Visually exploring, analyzing, and relating gene expression and in vivo dna binding data

The Berkeley Drosophila Transcription Network Project has developed a suite of methods that support quantitative, computational analysis of 3D gene expression patterns with cellular resolution in early Drosophila embryos. The visualization tool PointCloudXplore was developed to support exploration of the relationships between different genes expression. Here I describe my improvements to PointCloudXplore , which helped the development of the registration techniques for VirtualEmbryos. I also describe using existing visualization techniques to illustrate cell movements that occur along side changes in expression patterns. Defining gene expression patterns is an essential step for modeling gene interrelationships. To address this challenge, I developed an integrated, interactive approach based on ridge-detection and compared it to thresholding and edge-detection methods. This approach can be further improved by user interaction and additional post-processing steps. Most analyses of in vivo DNA binding data have focused on qualitative descriptions of whether genomic regions are bound or not. There is increasing evidence, however, that factors bind in a highly overlapping manner to the same genomic regions and that it is quantitative differences in occupancy on these commonly bound regions that are the critical determinants of the different biological specificity of factors. I developed a visualization framework to allow the user to interactively analyze and explore the quantitative differences between transcription factors and the genomic regions that they bind to.
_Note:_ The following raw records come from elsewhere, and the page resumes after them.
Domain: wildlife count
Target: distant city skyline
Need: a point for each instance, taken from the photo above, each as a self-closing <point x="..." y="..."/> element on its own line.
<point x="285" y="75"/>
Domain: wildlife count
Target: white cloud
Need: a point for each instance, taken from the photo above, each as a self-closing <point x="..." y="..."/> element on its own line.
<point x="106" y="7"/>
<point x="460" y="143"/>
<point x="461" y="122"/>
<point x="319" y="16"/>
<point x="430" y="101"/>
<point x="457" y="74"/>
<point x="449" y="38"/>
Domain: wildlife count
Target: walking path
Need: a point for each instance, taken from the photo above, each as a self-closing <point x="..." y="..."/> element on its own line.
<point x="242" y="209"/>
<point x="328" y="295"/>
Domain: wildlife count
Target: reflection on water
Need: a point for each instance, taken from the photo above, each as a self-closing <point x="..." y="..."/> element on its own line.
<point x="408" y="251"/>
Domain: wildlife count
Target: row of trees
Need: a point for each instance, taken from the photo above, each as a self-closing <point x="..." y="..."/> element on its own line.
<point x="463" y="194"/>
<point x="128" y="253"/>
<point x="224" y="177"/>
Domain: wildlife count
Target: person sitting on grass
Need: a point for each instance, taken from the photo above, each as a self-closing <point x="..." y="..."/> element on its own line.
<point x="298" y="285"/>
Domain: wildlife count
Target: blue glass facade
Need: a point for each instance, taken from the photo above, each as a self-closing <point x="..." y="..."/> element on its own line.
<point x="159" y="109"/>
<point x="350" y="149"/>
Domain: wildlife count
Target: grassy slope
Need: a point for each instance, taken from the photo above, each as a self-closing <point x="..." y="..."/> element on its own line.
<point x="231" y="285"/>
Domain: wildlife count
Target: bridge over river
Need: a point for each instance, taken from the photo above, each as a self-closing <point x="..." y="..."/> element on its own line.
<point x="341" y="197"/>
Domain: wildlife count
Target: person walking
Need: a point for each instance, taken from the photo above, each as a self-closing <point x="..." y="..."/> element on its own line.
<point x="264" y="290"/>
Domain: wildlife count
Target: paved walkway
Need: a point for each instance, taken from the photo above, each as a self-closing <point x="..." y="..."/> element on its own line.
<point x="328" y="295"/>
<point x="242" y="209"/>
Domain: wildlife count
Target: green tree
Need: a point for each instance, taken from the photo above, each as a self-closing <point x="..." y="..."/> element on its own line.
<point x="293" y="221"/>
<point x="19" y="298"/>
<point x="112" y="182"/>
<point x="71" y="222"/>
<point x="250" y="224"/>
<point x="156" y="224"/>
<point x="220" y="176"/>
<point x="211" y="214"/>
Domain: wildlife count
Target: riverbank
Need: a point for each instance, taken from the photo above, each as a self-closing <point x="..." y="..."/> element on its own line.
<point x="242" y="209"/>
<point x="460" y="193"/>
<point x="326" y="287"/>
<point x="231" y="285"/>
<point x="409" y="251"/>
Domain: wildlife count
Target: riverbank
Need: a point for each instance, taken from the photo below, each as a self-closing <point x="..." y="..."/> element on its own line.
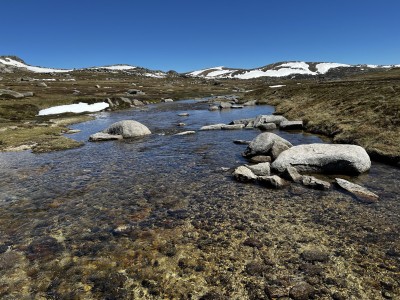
<point x="362" y="110"/>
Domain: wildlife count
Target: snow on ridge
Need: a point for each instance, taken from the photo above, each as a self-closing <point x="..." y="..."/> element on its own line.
<point x="74" y="108"/>
<point x="114" y="67"/>
<point x="322" y="68"/>
<point x="11" y="62"/>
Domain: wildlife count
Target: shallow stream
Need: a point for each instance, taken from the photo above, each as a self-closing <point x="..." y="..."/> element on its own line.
<point x="160" y="217"/>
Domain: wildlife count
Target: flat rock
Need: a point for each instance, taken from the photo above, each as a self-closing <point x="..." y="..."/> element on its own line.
<point x="101" y="136"/>
<point x="186" y="132"/>
<point x="263" y="119"/>
<point x="267" y="126"/>
<point x="233" y="127"/>
<point x="324" y="158"/>
<point x="291" y="125"/>
<point x="273" y="181"/>
<point x="244" y="174"/>
<point x="312" y="182"/>
<point x="128" y="129"/>
<point x="213" y="127"/>
<point x="261" y="169"/>
<point x="263" y="143"/>
<point x="360" y="192"/>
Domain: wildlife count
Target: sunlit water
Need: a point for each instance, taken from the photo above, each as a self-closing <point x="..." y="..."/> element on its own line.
<point x="61" y="211"/>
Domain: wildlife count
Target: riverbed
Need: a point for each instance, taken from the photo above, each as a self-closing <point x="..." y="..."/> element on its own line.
<point x="161" y="217"/>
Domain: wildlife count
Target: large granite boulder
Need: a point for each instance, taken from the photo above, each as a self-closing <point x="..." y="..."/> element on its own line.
<point x="324" y="158"/>
<point x="263" y="143"/>
<point x="128" y="129"/>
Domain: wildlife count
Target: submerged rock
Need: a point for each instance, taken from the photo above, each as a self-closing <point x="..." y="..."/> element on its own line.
<point x="263" y="143"/>
<point x="324" y="158"/>
<point x="273" y="181"/>
<point x="101" y="136"/>
<point x="291" y="125"/>
<point x="361" y="193"/>
<point x="261" y="169"/>
<point x="244" y="174"/>
<point x="128" y="129"/>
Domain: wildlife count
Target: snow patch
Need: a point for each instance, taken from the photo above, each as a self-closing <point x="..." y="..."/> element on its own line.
<point x="74" y="108"/>
<point x="11" y="62"/>
<point x="322" y="68"/>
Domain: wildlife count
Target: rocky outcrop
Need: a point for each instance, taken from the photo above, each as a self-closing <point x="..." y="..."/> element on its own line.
<point x="263" y="143"/>
<point x="324" y="158"/>
<point x="361" y="193"/>
<point x="128" y="129"/>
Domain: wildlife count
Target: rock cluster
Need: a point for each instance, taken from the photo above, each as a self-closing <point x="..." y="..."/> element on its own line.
<point x="288" y="161"/>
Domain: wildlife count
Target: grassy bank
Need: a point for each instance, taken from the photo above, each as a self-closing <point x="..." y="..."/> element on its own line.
<point x="361" y="110"/>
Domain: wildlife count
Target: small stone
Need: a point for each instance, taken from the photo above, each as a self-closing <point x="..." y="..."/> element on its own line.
<point x="261" y="169"/>
<point x="292" y="174"/>
<point x="260" y="158"/>
<point x="244" y="174"/>
<point x="273" y="181"/>
<point x="267" y="126"/>
<point x="313" y="255"/>
<point x="315" y="183"/>
<point x="301" y="291"/>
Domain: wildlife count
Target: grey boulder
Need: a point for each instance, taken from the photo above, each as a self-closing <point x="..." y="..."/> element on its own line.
<point x="324" y="158"/>
<point x="263" y="143"/>
<point x="128" y="129"/>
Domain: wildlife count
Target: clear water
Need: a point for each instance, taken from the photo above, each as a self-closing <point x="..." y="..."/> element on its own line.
<point x="73" y="221"/>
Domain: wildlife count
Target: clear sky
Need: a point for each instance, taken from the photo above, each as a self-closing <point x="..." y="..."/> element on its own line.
<point x="187" y="35"/>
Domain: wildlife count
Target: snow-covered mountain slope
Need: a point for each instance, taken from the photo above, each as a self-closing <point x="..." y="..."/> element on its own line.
<point x="282" y="69"/>
<point x="19" y="64"/>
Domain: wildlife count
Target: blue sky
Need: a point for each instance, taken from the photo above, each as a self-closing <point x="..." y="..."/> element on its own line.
<point x="186" y="35"/>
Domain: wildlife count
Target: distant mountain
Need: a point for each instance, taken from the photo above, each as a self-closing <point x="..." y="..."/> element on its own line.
<point x="282" y="69"/>
<point x="298" y="69"/>
<point x="11" y="64"/>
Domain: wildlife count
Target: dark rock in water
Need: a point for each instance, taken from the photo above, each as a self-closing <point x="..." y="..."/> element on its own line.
<point x="267" y="126"/>
<point x="313" y="255"/>
<point x="324" y="158"/>
<point x="315" y="183"/>
<point x="260" y="158"/>
<point x="291" y="125"/>
<point x="273" y="181"/>
<point x="292" y="174"/>
<point x="43" y="248"/>
<point x="277" y="148"/>
<point x="101" y="136"/>
<point x="254" y="243"/>
<point x="301" y="291"/>
<point x="241" y="142"/>
<point x="244" y="174"/>
<point x="263" y="143"/>
<point x="128" y="129"/>
<point x="263" y="119"/>
<point x="261" y="169"/>
<point x="361" y="193"/>
<point x="256" y="268"/>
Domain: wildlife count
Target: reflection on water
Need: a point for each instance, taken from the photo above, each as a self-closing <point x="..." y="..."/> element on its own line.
<point x="157" y="217"/>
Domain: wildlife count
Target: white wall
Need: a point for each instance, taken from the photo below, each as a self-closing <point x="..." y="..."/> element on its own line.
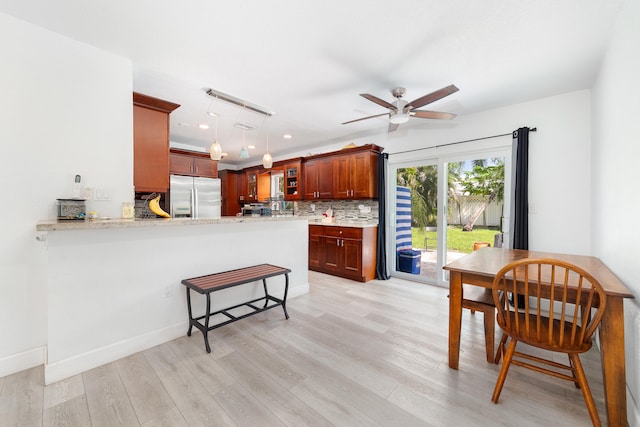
<point x="615" y="156"/>
<point x="125" y="295"/>
<point x="65" y="109"/>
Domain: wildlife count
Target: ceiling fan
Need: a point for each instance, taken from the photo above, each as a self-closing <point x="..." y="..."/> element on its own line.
<point x="401" y="110"/>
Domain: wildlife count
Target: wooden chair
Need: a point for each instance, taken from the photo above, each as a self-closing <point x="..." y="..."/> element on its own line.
<point x="563" y="305"/>
<point x="475" y="299"/>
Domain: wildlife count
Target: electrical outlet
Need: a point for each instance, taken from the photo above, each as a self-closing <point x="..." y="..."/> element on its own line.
<point x="166" y="291"/>
<point x="101" y="194"/>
I describe this framework and provide a discussion of biological examples. The in vivo DNA binding data indicate genomic regions where transcription factors are bound, and expression data show the output resulting from this binding. Thus, there must be functional relationships between these two types of data. I proposed a straightforward approach that makes use of the average expression driven by multiple of cis-control regions within a binding strength cohort to visually relate gene expression and in vivo DNA binding data. The results obtained support the idea that the level of occupancy of a transcription factor on DNA strongly determines the degree to which the factor regulates a target gene, and in some cases also defines whether the regulation is positive or negative.